Elsewhere, Gordon, Albert, and Tamara meet DoppelCooper at a federal facility in South Dakota, and they immediately know something's not right. During their interrogation, it appears as if DoppelCooper's head is digitally inserted onto someone else's body, or perhaps digitally enlarged by five or ten percent. The end result is off-putting but still subtle, and adds yet another layer to the uneasy tension of the scene. There's a reference to Phillip Jeffries (David Bowie's character from Fire Walk With Me), and outside, Albert and Cole determine they need to find a certain woman to assess this Cooper situation for them, leaving us hanging until next week before we find out who it is.

This Week's Clues

I don't want this section to imply that Twin Peaks is some kind of puzzle to be solved. But with things like coded messages or strange numbers popping up that clearly have some kind of mysterious significance, I thought it'd be fun to try to keep track of those things on a weekly basis and see if we can figure out what the show is trying to say with them.

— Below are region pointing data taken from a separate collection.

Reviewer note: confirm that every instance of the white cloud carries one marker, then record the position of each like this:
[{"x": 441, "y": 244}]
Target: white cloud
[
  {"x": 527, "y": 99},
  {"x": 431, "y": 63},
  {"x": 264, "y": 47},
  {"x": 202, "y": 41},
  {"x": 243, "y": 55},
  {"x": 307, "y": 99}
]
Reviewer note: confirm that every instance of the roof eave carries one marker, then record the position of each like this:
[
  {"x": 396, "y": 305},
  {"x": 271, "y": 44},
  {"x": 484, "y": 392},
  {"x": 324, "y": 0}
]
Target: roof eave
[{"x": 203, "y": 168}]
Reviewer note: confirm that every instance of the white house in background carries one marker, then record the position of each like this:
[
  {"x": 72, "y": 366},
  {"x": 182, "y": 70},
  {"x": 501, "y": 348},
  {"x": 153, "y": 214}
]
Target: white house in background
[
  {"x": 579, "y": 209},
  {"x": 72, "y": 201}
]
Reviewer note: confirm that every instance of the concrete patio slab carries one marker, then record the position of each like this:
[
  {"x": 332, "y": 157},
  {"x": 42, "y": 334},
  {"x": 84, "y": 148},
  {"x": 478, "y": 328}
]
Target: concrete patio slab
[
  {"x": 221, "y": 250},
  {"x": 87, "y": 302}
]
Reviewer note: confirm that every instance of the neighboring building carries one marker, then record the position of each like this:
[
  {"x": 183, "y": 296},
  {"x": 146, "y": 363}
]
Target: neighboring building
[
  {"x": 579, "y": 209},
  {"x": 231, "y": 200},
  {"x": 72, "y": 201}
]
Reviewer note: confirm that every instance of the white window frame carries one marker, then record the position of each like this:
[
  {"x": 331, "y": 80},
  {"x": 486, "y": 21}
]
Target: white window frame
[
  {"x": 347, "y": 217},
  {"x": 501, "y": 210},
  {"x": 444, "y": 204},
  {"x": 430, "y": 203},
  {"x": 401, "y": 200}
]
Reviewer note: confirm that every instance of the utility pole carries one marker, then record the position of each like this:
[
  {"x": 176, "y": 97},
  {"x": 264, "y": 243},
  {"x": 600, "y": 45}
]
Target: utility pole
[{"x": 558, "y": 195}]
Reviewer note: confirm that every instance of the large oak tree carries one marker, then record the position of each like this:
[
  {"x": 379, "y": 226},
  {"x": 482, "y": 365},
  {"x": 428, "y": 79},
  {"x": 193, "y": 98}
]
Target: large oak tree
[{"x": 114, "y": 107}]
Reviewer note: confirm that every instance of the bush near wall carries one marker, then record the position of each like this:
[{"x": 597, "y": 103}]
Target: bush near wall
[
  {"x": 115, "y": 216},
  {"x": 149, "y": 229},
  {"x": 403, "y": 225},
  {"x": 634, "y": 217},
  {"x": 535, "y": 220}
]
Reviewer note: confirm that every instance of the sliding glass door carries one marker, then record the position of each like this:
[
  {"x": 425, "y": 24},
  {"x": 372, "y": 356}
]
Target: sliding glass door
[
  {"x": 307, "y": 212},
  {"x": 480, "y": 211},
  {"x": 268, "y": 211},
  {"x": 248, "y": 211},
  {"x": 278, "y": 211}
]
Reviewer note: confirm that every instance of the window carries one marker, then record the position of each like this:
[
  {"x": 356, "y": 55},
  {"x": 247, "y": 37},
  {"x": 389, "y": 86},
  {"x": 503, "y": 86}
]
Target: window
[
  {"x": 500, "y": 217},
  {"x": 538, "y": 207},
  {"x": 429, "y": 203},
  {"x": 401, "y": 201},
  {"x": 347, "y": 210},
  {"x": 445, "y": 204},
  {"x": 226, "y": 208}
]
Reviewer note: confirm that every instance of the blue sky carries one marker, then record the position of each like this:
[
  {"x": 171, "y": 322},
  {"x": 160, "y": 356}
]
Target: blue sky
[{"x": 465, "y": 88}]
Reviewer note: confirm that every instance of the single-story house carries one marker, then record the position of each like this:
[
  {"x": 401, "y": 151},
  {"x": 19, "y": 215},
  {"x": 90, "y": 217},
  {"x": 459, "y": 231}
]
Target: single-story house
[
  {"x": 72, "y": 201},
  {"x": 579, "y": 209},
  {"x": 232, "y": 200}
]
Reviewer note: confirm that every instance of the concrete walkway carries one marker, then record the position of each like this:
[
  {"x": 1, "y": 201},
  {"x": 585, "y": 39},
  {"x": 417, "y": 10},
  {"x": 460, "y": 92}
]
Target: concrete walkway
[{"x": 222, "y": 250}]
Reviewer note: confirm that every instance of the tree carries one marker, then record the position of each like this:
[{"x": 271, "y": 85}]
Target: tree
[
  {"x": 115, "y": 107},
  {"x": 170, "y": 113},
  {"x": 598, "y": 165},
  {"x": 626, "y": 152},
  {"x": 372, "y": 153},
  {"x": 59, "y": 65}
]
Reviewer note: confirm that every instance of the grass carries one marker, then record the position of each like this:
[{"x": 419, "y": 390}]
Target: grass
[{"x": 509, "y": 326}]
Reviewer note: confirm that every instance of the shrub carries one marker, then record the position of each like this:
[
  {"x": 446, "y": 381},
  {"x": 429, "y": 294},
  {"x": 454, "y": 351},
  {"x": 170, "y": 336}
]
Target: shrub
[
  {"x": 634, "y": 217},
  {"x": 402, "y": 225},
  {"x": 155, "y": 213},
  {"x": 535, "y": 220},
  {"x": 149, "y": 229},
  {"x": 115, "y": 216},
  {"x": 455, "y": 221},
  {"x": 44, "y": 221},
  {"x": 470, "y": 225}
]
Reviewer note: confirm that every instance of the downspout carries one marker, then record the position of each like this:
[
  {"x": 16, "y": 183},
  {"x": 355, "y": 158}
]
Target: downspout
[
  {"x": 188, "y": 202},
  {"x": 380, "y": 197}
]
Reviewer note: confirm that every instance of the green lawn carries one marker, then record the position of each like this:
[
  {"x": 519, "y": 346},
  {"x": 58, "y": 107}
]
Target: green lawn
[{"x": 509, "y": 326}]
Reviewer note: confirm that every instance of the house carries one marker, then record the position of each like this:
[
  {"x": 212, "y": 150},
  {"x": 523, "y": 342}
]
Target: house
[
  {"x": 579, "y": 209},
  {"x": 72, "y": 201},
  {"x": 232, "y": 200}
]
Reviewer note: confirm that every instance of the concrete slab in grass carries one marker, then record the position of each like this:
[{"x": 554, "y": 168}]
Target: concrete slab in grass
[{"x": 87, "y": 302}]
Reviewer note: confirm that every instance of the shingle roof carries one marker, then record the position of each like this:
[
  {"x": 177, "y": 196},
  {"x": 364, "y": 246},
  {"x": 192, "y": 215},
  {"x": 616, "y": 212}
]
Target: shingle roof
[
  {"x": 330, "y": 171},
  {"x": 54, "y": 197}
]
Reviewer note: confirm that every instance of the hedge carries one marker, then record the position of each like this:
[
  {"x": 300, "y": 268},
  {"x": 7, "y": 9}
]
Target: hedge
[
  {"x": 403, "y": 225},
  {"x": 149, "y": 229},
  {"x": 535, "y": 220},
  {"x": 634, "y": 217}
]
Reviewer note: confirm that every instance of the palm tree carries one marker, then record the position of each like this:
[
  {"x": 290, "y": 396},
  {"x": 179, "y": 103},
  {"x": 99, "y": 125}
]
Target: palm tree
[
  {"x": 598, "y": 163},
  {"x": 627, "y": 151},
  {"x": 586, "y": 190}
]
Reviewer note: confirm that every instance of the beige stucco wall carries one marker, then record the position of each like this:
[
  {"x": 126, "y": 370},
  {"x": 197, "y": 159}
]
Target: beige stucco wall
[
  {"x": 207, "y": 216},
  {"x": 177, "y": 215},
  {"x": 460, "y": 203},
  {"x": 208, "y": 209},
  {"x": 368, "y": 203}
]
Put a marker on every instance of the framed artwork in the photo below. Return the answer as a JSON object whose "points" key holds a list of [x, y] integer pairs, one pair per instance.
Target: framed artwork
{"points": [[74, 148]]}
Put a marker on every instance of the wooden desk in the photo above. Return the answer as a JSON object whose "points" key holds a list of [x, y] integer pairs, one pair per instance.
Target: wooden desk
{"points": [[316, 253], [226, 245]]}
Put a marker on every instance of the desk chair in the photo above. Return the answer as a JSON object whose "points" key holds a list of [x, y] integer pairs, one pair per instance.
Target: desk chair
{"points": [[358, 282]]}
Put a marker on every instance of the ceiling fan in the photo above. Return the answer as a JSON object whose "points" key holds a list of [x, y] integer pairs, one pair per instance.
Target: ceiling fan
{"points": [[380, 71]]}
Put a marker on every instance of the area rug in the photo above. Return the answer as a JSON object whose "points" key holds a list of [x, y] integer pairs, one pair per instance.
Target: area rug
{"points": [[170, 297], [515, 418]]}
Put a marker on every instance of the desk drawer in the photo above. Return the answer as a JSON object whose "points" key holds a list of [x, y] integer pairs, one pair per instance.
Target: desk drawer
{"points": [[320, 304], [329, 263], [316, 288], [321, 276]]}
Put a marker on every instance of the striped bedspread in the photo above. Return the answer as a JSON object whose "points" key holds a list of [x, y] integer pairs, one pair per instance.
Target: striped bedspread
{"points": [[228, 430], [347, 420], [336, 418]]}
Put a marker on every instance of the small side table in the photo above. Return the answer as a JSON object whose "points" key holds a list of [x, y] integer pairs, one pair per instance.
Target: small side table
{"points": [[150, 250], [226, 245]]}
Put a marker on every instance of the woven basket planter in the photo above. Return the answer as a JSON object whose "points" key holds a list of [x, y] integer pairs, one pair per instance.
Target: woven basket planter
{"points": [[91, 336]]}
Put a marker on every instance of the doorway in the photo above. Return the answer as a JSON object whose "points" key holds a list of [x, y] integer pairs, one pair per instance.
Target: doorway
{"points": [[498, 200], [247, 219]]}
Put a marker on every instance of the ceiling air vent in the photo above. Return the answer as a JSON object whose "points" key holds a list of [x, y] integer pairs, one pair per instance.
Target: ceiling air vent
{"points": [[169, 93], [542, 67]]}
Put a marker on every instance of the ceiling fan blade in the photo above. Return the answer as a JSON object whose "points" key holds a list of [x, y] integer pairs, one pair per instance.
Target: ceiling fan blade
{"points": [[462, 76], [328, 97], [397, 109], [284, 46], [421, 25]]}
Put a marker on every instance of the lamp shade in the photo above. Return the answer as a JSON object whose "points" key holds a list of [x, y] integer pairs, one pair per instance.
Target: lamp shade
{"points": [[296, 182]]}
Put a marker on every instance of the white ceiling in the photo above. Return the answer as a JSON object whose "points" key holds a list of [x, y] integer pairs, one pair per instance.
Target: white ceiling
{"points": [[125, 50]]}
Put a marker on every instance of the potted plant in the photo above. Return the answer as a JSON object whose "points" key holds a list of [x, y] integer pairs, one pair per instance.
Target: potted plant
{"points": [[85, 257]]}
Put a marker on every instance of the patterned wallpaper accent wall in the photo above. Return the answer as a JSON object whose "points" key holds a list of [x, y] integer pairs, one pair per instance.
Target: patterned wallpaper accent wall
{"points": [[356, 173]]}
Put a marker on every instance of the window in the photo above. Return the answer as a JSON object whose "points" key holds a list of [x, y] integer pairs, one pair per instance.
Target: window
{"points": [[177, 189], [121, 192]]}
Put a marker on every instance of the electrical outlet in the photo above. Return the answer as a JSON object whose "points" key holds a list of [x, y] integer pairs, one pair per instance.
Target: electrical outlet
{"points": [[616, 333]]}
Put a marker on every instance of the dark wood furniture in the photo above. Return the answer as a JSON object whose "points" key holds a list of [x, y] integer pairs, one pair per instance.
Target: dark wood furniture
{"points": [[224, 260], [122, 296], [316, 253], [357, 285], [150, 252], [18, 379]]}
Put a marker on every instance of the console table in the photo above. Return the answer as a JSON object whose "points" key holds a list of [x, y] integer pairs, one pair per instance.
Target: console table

Looking back on last week's clues, we now know that the Arm (in his new form as an electric brain tree) was trying to tell Cooper to prepare for 2:53, the time during which he could switch places with DoppelCooper. The Giant's intonations are still a mystery to me.

This week, Cooper encounters two technological panels in that metal space box: one with the number "15" on it, and one with the number "3." We're reminded, thanks to his key to his room at The Great Northern Hotel, that he stayed in number 315 during his time there. He also sees the floating head of Major Garland Briggs (Don S. Davis) in space, who speaks two words to him: "blue rose." Fans have deciphered this term (which appeared back in Fire Walk With Me) to be a signifier of something supernatural, which may explain why Albert and Cole close out part 4 by referencing it in relation to there being something "off" about the man we know as DoppelCooper.

Also worth noting: in the Black Lodge, the real Cooper was wearing a pin on his jacket that appeared to be standard issue for FBI agents. But when he comes out of the electrical socket and back into the real world, the pin has vanished (and is gone throughout the remainder of the episode). This seems like a detail too purposeful to be a simple continuity error, but like many things in the world of Twin Peaks, its significance remains unknown.